As depicted in FIG. 4, the example process 400 includes receiving a PPG signal at stage 414. A PPG signal is any electronic signal representing the light received at a light sensing diode (e.g., light sensing diode 204) positioned to capture the unabsorbed portion (e.g., unabsorbed portion 210) of monochrome light (e.g., monochrome light 208) after encountering a portion of a subject (e.g., finger of subject 212). In some embodiments, the PPG signal may be generated based on the unabsorbed portion of the monochrome light that is reflected by the subject when encountering the subject's tissue and received at the light sensing diode. In some embodiments, the PPG signal may be generated based on the unabsorbed portion of the monochrome light that is transmitted through the subject without being absorbed by the subject's tissue and received at the light sensing diode.

Certain determinations about the subject may be made based on the PPG signal. Structures within the tissue of the subject, particularly structures within the blood of the subject, absorb the transmitted monochrome light. Thus, as the volume of the blood in the tissue increases, the amount of light absorbed increases. The volume of blood in the tissue is used to determine certain vital signs, such as heart rate and heart rate variability.

In addition, the blood of a subject contains certain proteins such as hemoglobin. Hemoglobin is a protein in the red blood cells of a subject that carries oxygen through the body. Hemoglobin picks up oxygen at the lungs and releases the oxygen to various tissues of the body. In general, oxygenated hemoglobin (or hemoglobin carrying oxygen) absorbs light differently than de-oxygenated hemoglobin (or hemoglobin not carrying oxygen). For example, oxygenated blood comprising oxygenated hemoglobin absorbs more red monochrome light when compared to deoxygenated blood comprising primarily deoxygenated hemoglobin.

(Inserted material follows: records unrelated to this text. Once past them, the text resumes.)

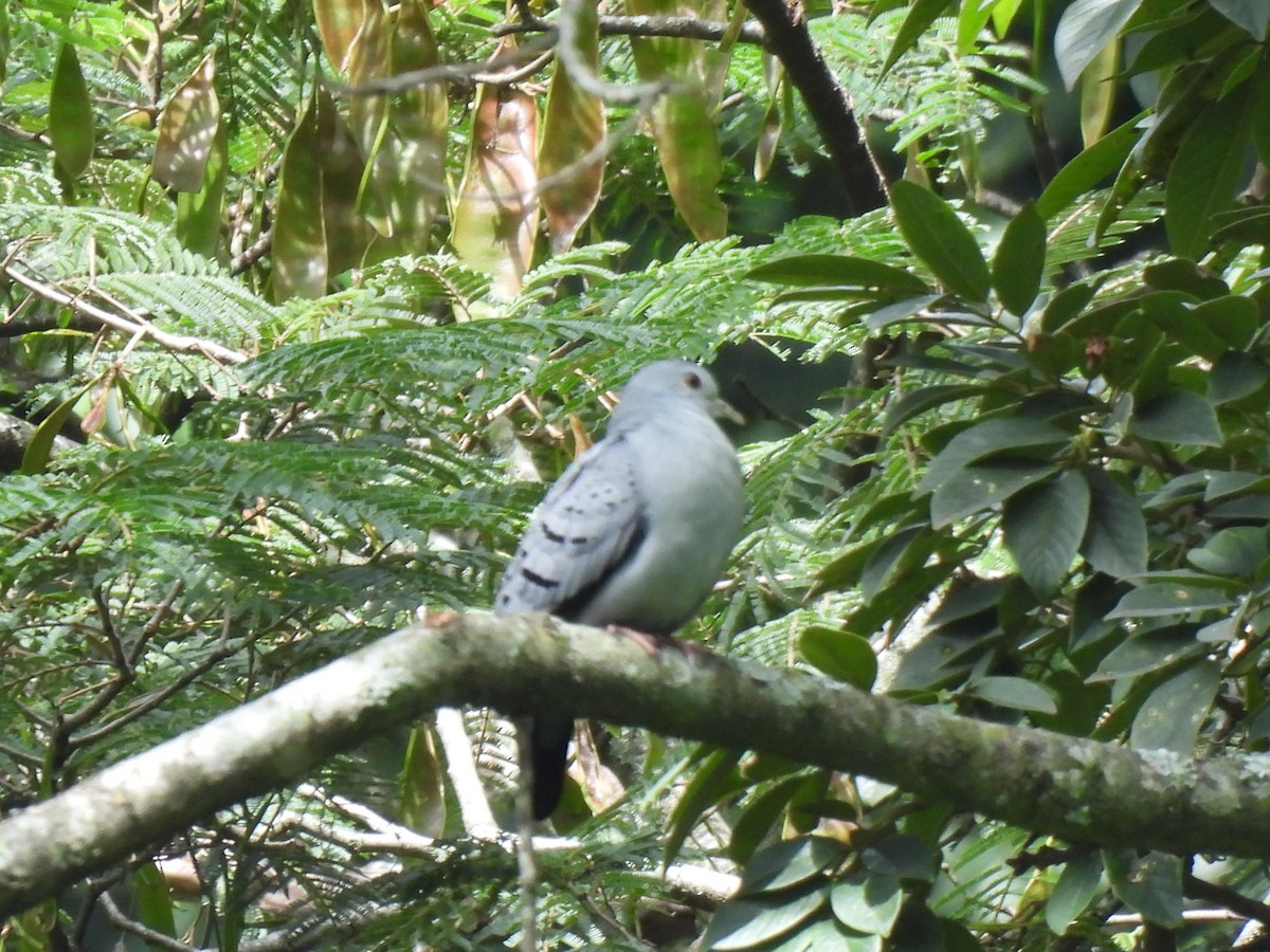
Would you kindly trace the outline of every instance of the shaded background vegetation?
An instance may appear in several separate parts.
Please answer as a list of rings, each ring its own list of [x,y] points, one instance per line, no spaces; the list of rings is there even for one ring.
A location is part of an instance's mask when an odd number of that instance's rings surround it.
[[[1267,748],[1262,4],[813,5],[832,128],[817,63],[723,3],[0,10],[5,811],[486,605],[537,482],[672,354],[718,355],[752,420],[747,534],[688,637]],[[712,38],[622,19],[669,14]],[[889,206],[826,145],[851,123]],[[152,844],[4,946],[514,942],[514,863],[453,781],[475,758],[507,825],[511,729],[461,724]],[[796,751],[580,740],[552,947],[1266,944],[1259,862],[1036,839]]]

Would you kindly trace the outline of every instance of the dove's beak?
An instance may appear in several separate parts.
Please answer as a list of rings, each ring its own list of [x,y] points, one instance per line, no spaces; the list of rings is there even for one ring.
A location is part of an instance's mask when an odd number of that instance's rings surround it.
[[[728,420],[729,423],[735,423],[738,426],[743,426],[745,424],[745,415],[721,397],[716,400],[714,406],[710,409],[711,415],[716,420]]]

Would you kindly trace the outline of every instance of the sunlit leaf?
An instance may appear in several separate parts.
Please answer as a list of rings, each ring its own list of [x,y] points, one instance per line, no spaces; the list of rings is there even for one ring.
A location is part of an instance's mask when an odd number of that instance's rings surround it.
[[[48,138],[62,173],[77,179],[88,170],[95,142],[93,102],[71,43],[62,43],[53,67],[48,94]]]
[[[561,15],[577,18],[577,56],[593,74],[598,74],[599,17],[596,5],[573,4]],[[564,60],[558,57],[538,147],[538,175],[544,180],[552,179],[542,187],[541,201],[555,254],[573,246],[578,228],[599,201],[605,182],[605,137],[603,100],[582,89],[569,75]]]
[[[159,117],[151,171],[177,192],[203,188],[216,132],[221,126],[221,103],[216,95],[216,52],[203,57]]]

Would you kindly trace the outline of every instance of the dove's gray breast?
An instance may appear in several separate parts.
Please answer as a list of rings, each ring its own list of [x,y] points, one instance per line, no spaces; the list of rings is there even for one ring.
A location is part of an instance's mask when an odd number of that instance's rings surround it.
[[[538,506],[495,595],[499,614],[549,612],[584,625],[669,635],[710,594],[744,518],[732,411],[710,374],[663,360],[622,392],[608,433]],[[535,814],[554,809],[568,722],[535,722]],[[541,753],[538,753],[541,751]]]

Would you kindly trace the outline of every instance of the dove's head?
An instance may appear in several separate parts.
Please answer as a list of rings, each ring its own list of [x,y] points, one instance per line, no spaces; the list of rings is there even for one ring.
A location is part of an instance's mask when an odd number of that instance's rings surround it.
[[[641,407],[672,402],[697,406],[716,420],[744,423],[732,404],[719,395],[710,371],[687,360],[658,360],[643,368],[622,387],[615,416],[645,413]]]

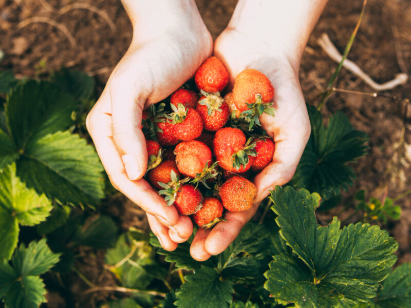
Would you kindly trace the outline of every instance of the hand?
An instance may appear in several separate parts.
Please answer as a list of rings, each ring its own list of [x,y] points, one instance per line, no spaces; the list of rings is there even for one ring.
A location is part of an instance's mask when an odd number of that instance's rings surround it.
[[[190,236],[193,225],[142,179],[147,161],[142,111],[192,76],[213,43],[194,1],[160,2],[123,0],[134,24],[133,41],[86,125],[113,186],[147,213],[163,247],[173,250]]]
[[[265,33],[266,34],[266,33]],[[253,37],[251,39],[251,37]],[[198,261],[222,252],[255,213],[261,201],[275,185],[291,180],[302,155],[310,133],[305,102],[298,79],[300,59],[286,56],[278,49],[265,51],[264,38],[228,28],[217,38],[214,55],[222,61],[231,78],[247,68],[264,73],[275,89],[273,107],[275,117],[264,113],[260,118],[263,128],[275,143],[273,161],[254,179],[257,188],[255,201],[248,211],[228,213],[227,222],[220,222],[211,230],[198,232],[191,244],[190,253]]]

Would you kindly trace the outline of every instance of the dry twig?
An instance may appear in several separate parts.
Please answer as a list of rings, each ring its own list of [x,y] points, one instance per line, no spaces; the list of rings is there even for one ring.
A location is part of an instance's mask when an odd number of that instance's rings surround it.
[[[339,63],[343,59],[343,56],[339,52],[334,44],[326,33],[324,33],[318,40],[318,43],[324,49],[328,56],[336,62]],[[366,74],[352,61],[346,59],[343,63],[343,66],[352,73],[358,76],[364,82],[376,91],[385,91],[390,90],[396,86],[403,85],[407,82],[408,76],[405,73],[400,73],[395,76],[395,78],[385,83],[380,84],[374,81],[369,76]]]
[[[71,47],[75,47],[77,45],[76,43],[76,40],[74,39],[74,37],[71,35],[71,33],[70,33],[70,31],[68,31],[68,29],[66,28],[64,25],[59,24],[55,20],[52,20],[48,17],[38,16],[36,17],[28,18],[20,22],[17,25],[17,27],[18,29],[22,29],[22,28],[24,28],[30,24],[34,24],[36,23],[48,24],[53,27],[55,27],[65,34],[69,41],[70,41],[70,44],[71,44]]]

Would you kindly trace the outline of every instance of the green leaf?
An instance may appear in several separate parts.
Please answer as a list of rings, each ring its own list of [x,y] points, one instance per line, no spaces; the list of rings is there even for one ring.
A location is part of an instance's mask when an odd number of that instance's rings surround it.
[[[90,99],[94,91],[94,79],[83,72],[62,68],[55,73],[51,82],[80,102]]]
[[[384,280],[375,302],[381,308],[411,307],[411,263],[394,270]]]
[[[354,129],[342,112],[333,114],[326,127],[320,112],[312,106],[308,109],[311,134],[290,184],[327,199],[352,185],[354,171],[347,163],[366,153],[368,137]]]
[[[28,186],[74,204],[104,197],[103,170],[94,148],[68,131],[30,142],[17,162],[17,175]]]
[[[10,137],[0,129],[0,170],[18,157],[14,144]]]
[[[305,189],[276,186],[270,199],[280,234],[298,256],[274,257],[265,274],[271,294],[297,307],[365,302],[375,296],[397,260],[398,244],[386,231],[361,223],[340,229],[336,218],[319,225],[314,210],[320,197]]]
[[[184,277],[185,283],[176,293],[174,304],[182,308],[227,308],[232,301],[233,282],[221,281],[213,268],[202,266]]]
[[[14,78],[13,72],[7,70],[0,71],[0,92],[7,93],[18,81]]]
[[[16,147],[24,151],[26,144],[72,124],[76,108],[73,97],[50,83],[29,81],[13,90],[6,104],[6,115]]]

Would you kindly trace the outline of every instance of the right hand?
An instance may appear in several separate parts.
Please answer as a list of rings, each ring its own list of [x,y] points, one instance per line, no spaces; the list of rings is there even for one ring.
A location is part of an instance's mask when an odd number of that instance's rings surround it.
[[[128,8],[132,22],[140,22],[86,124],[111,184],[146,212],[153,232],[171,251],[190,237],[193,225],[142,178],[147,161],[142,112],[193,76],[211,55],[213,41],[193,1],[162,8],[166,16],[155,7],[141,11],[150,5],[138,8],[141,18]]]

As further depicted in FIG. 4, the process 400 includes characteristic extraction at stage 416. Characteristic extraction includes any detection and extraction of features and/or characteristics of the PPG signal received at stage 414. One such characteristic may be the period of the PPG signal (e.g., unabsorbed period). The period of the PPG signal comprises a segment of the PPG signal representing one complete cycle. For example, a period of the PPG signal may include the segment of the PPG signal between two consecutive troughs (or local minimums) in the PPG signal, as depicted in FIG. 4. Extracting the period from the PPG signal may include identifying distinct points in the PPG signal, such as local minimums or local maximums (or crests), and sampling the PPG signal between two consecutive distinct points. Sampling the PPG signal may include reading a value associated with the PPG signal at a sampling rate. For example, a sampling rate may be determined based on a total number of samples desired, or based on a time between successive samples.

Additional characteristics of the PPG signal extracted at stage 416 may include the wavelength of the PPG signal, the amplitude of the PPG signal, and/or absolute and relative location of events identified in the PPG signal. For example, certain phases of the heart operation may be determined from a PPG signal, such as the systole phase corresponding to heart contraction and the diastole phase corresponding to heart relaxation. Other characteristics of the PPG signal may include the location of the dicrotic notch, the difference between the intensity of light received at the local maximum and the local minimum, the pulsatile component (AC) and baseline component (DC) of one or more periods in the PPG signal, and so on.

As further depicted in FIG. 4, the process 400 includes a data preparation stage 418. At the data preparation stage 418, the extracted characteristics are prepared for consumption by a machine learning model. Certain data preparation techniques may be applied to the extracted characteristics. For example, as depicted in FIG. 4, one such extracted characteristic may be an extracted period from the PPG signal. The extracted period may be resampled, normalized, padded, or otherwise modified in preparation for transmission to a machine learning model for further processing. Further data preparation may include purging the received PPG signal of outlier data or other noise.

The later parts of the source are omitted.